Suggesting a Roman Solution to Princeton’s Giant, Gas-Guzzling, Traffic-Snarling Busses
To the Editor:
Now that the southern access to the community has been compromised by the “Arts” construction, a critical element of our quality-of-life has been dramatized even more than under normal circumstances. Princeton is a small old town with narrow, winding streets and yet in the last years it has been supplied with giant-sized buses used for public transport, but created for long hauls, open roads, and large human capacity. In Rome, with its even more narrow, winding streets, the problem is moving toward solution with many routes of small buses (capacity about 10 seated and 10 standing) that work their way through medieval alley-ways, paths, piazzas, and main thoroughfares in the complex center of town, and they run on ELECTRICITY. The official “ATAC” electric buses are clean, quiet, and they fill the needs of the citizens and tourists.
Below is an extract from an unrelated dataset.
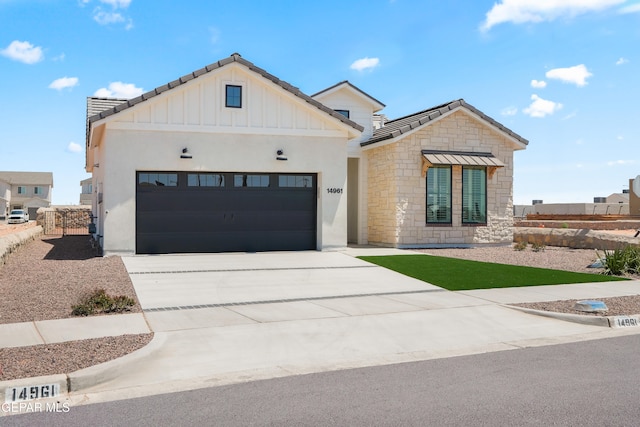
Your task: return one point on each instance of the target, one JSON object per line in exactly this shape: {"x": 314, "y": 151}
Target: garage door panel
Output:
{"x": 186, "y": 219}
Princeton buses are a shameful over-kill. I have never seen these gas-guzzling giants with more than a handful of people aboard. Their engines pollute the air; their sheer size snarls traffic. Their use shows no imagination whatsoever on the part of the powers that be.
And while we’re on the subject of over-kill. Has anyone else noticed the exponential enlargement of lawn and gardening equipment trailers around town? I saw one this morning that not only had an enormous truck in front but included a gigantic trailer attached. Parked on Springdale, it turned traffic into one lane for several hours. Moreover, hand-held leaf blowers not only pollute with noise and over-use (seven days a week), but also with their gaseous exhaust from over-powered engines.
How difficult would it be to convert these motors to battery-operated electric power — lighter weight, less polluting and quiet?
Who rules on this subject? To whom can we apply for new guidelines and restrictions?